Foi, aliás, isso que o então deputado federal Alan Rick fez em 2018, na ação penal eleitoral em tramitação no TRE (Tribunal Regional Eleitoral) em que Sonia de Fátima Silva Alves, uma soldada da Polícia Militar do Acre, foi vítima do então deputado quando ele se aproveitou do fundo partidário especial destinado a ela, que era candidata a deputada estadual, e gastou em sua própria campanha. Por isso, enquanto Alan Rick se elegia deputado federal, a candidata Sônia teve apenas seis (isso mesmo, meia dúzia) votos. De acordo com a Polícia Federal, os recursos foram depositados e depois foi utilizado na campanha do então candidato. O caso ficou conhecido como “Laranjal do Demm”, já que primeiro foi parar na conta administrada pela senhora Michele Miranda, esposa de Alan Rick e que era tesoureira do DEM( (Partido político extinto) e depois foi para a conta do então candidato à reeleição de deputado federal Alan Rick. No caso, Alan Rick e a esposa Michele Miranda agiram no mesmo escript criminoso do filme Bonnie e Clyde – Uma Rajada de Balas, lançado em 1967.  O caso da vida real está paralisado na Justiça Eleitoral, sem que a presidência da corte ou a procuradoria da República junto ao TRE se manifeste sobre o assunto. Graças ao poderio do mandato do senador, o caso tem sigilo nível 2 na Justiça.
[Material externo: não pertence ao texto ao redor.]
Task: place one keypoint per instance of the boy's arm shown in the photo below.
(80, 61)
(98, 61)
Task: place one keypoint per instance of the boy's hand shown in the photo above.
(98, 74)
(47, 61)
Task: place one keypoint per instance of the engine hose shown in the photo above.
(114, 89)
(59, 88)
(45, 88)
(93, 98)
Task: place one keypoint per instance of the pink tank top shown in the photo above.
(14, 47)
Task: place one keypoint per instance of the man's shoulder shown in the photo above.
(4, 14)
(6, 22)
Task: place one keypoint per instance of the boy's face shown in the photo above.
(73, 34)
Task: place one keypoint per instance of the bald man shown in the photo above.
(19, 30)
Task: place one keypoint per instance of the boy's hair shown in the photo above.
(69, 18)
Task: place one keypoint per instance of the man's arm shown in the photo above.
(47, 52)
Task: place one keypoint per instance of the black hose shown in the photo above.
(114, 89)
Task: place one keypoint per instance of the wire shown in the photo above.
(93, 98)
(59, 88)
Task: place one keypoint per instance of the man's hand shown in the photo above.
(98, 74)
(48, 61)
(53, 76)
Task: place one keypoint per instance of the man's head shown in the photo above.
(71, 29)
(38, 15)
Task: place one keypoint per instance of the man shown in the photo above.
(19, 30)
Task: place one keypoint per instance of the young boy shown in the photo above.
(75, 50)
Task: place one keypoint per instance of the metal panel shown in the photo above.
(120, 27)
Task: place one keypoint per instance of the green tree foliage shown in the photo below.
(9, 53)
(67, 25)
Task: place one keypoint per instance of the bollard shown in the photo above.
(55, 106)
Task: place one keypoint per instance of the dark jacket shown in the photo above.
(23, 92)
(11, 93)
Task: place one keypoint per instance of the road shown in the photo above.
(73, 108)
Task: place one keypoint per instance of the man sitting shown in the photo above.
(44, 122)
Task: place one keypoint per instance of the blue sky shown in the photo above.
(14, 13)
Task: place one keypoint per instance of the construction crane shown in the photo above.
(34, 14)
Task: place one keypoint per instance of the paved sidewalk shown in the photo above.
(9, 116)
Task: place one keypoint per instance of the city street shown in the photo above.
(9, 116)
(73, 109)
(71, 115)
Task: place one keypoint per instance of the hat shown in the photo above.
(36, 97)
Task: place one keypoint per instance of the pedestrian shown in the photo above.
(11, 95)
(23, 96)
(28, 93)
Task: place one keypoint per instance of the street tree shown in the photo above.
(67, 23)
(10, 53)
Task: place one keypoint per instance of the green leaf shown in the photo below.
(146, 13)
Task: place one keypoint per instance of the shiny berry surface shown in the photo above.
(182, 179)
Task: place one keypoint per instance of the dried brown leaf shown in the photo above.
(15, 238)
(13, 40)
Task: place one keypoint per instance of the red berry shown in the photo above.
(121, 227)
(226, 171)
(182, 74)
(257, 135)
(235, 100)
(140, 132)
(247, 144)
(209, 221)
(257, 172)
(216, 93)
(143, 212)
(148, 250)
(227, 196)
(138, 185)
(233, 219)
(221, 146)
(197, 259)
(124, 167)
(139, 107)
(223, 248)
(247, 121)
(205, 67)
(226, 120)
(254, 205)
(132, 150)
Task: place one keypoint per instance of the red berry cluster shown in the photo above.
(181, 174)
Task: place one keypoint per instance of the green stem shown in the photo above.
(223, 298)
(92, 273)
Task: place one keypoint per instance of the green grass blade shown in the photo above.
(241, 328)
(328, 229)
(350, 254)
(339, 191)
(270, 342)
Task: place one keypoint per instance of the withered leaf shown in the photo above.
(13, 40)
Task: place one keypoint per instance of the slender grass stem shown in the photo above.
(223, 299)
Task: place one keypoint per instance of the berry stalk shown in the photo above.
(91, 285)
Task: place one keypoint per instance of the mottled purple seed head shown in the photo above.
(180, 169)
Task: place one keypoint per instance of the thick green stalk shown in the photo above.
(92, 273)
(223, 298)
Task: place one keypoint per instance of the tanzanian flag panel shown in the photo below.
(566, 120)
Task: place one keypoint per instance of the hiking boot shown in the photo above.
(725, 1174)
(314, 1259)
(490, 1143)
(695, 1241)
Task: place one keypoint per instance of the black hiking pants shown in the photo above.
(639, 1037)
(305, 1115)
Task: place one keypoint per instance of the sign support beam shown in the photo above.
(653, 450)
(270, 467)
A sabatina da TV Rio Branco era uma oportunidade para os jornalistas convidados fazerem perguntas sobre o assunto, mas ninguém falou. Sobre as emendas do parlamentar destinadas ao suspeito Instituto Leo Moura, onde há denúncias de “rachadinhas” por parte de Alan Rick, também a sabatina de silêncio total.

Mas vem aí o horário eleitoral, gratuito. É claro que lá haverá a oportunidade de o senador revelar onde estão os recursos das emendas repassadas ao Leo Moura e o que foi feito com os recursos públicos do “Laranjal do DEM”. Será a hora de mostrar que ele respeita de fato respeita as mulheres, porque, ao que parece até aqui, ele pode até não bater, mas rouba as mulheres!, e foi capaz até de envolver a própria esposa em suas bandalheiras.